The artists in "I hear it everywhere I go" exponentially expand on and add to the show's themes with strategies that include: performed fictions that resituate celebrity and commodity culture; collaborative text pieces that give institutionally marginalized voices visibility; pop culture appropriations exploring the isolation of fame; the mining of distinctly American signifiers like varsity sports and daytime TV talk shows; and juxtapositions of post-consumer objects and mass-produced materials that read on multiple levels and often indicate how people’s race, class, gender, and sexuality can position them in a simultaneous state of hypervisibility and invisibility in American culture.

I hear it everywhere I go" aspires, emotes, dreams, mourns, carps, and converses about identities, highlighting ways expectations can be colored by unconscious efforts to acquire the perceived successes of the American Dream.
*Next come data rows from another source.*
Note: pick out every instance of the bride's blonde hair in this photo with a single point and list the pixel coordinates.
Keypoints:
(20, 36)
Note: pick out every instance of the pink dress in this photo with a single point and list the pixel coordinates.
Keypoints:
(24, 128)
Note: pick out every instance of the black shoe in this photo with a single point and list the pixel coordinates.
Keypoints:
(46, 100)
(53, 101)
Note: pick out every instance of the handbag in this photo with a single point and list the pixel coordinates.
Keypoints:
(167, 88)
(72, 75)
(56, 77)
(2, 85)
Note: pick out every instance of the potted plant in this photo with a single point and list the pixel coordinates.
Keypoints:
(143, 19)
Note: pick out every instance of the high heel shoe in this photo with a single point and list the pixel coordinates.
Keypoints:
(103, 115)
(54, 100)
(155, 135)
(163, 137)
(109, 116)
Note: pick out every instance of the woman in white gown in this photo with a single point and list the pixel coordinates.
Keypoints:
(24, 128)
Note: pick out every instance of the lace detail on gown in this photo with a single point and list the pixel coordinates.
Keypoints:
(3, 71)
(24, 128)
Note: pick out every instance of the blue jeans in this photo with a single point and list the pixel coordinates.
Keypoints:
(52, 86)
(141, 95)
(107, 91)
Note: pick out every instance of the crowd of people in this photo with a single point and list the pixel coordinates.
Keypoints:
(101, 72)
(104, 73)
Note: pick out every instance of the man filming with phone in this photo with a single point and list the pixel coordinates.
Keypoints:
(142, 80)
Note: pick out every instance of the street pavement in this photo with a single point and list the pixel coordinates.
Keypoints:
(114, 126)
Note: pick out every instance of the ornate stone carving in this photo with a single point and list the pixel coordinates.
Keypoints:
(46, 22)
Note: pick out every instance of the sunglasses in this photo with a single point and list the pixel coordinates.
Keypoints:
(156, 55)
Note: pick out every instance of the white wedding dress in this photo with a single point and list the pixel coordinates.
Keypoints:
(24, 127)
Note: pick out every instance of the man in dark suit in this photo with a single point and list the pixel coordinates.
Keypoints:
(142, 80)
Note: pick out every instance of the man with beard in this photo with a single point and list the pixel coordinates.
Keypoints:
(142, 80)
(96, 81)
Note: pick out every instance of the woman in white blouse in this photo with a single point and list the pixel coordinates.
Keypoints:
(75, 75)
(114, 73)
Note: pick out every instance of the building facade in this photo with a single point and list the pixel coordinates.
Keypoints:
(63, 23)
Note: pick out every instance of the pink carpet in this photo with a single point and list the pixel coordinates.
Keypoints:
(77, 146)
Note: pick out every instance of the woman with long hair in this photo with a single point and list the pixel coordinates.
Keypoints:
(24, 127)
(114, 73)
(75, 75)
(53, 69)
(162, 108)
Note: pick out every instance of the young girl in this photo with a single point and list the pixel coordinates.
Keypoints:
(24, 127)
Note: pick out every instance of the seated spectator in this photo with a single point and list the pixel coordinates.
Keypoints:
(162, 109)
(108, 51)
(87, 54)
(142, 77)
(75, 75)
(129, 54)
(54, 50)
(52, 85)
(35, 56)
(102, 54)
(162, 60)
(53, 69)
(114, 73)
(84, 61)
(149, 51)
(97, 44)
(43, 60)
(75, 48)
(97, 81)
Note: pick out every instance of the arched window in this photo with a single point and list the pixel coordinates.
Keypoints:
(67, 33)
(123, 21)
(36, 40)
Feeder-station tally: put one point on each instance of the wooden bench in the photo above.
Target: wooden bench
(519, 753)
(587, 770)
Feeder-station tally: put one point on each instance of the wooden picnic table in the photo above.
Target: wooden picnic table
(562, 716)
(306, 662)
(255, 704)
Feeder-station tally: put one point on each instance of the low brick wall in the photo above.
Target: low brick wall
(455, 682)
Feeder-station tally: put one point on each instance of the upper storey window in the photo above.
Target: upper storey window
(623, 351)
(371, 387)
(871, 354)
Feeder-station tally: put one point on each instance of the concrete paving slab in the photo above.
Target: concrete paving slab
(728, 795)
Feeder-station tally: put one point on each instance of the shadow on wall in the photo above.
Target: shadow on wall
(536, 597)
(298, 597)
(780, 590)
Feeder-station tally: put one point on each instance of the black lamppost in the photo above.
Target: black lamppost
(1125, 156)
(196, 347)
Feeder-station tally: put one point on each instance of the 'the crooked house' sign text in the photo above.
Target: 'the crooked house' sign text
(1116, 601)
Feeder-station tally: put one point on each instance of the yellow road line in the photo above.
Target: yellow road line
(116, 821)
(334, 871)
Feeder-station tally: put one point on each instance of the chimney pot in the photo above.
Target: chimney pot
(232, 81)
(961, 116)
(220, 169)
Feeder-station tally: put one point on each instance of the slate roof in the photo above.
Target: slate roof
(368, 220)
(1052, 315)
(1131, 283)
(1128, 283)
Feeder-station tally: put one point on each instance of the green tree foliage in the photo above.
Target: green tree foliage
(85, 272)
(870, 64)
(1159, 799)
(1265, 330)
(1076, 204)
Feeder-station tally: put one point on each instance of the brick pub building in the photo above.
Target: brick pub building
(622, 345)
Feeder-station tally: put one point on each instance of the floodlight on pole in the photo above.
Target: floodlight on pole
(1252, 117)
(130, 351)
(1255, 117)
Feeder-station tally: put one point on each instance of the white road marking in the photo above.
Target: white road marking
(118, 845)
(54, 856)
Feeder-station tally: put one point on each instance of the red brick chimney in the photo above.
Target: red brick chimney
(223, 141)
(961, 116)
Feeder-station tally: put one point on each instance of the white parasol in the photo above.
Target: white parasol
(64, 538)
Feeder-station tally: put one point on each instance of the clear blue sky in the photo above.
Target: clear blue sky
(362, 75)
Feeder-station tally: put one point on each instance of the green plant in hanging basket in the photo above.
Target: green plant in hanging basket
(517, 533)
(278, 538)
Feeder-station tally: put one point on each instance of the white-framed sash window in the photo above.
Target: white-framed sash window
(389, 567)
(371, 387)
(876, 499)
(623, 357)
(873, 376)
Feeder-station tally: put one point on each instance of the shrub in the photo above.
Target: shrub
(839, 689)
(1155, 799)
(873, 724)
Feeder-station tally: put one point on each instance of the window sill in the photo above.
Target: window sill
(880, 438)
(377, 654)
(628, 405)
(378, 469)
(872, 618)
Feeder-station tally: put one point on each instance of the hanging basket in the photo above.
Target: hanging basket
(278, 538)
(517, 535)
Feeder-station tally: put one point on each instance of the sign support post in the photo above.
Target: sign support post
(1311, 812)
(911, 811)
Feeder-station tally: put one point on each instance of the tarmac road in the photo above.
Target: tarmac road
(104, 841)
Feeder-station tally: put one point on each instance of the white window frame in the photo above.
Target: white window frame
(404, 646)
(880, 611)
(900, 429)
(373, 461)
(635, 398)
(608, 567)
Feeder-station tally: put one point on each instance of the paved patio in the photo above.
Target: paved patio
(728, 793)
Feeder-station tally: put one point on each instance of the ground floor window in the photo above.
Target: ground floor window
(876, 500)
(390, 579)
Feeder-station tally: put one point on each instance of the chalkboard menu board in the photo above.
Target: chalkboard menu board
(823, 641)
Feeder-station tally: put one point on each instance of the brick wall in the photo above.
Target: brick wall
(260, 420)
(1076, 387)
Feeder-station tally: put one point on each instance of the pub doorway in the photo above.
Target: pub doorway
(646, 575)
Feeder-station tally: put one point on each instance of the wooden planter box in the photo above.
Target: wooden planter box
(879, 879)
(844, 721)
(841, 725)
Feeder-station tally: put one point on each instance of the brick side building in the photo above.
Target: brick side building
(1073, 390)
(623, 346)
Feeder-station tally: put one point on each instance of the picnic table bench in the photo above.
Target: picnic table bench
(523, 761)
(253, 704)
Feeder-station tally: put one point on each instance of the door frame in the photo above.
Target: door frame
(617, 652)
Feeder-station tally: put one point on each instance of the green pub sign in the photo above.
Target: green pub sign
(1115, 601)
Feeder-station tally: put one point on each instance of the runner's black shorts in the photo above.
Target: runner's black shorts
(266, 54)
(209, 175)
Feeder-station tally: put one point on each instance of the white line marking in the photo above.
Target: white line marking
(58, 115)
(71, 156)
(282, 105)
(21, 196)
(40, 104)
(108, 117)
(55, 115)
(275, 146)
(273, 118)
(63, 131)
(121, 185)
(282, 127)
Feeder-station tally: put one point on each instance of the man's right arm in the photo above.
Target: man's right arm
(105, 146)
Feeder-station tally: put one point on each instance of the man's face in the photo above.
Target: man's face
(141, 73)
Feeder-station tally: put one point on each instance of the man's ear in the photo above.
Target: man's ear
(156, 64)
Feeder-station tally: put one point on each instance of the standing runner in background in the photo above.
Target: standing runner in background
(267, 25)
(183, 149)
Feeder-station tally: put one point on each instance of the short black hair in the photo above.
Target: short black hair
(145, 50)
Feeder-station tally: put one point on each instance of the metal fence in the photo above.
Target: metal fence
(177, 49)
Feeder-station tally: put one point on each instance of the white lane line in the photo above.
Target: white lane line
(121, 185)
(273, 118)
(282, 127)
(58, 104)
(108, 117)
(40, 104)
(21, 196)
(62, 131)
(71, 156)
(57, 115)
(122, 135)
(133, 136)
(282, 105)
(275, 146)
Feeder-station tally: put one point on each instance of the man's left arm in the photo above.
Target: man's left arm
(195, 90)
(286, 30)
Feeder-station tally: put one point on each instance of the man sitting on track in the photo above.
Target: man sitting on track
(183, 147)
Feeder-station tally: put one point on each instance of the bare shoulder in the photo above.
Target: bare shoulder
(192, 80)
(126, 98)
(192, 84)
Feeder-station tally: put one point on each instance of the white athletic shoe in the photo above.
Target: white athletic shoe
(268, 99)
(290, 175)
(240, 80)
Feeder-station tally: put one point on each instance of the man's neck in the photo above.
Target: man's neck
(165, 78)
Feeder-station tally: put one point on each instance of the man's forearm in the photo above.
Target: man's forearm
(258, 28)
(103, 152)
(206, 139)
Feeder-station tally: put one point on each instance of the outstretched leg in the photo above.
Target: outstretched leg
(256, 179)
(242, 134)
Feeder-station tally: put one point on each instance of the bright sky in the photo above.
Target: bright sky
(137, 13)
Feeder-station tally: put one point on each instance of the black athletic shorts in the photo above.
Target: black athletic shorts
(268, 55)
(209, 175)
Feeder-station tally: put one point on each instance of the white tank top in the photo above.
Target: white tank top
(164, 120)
Informed by the timeline of Noland's career and the accompanying trajectory of ‘identity politics’ in contemporary art, Smith curates an intergenerational show that brings together artists of diverse histories, perspectives, and backgrounds. Their work expands on the notion of disillusionment with the American Dream and resonates to varying degrees with Critic Peter Schjeldahl's description of Noland as "the dark poet of the National Unconscious."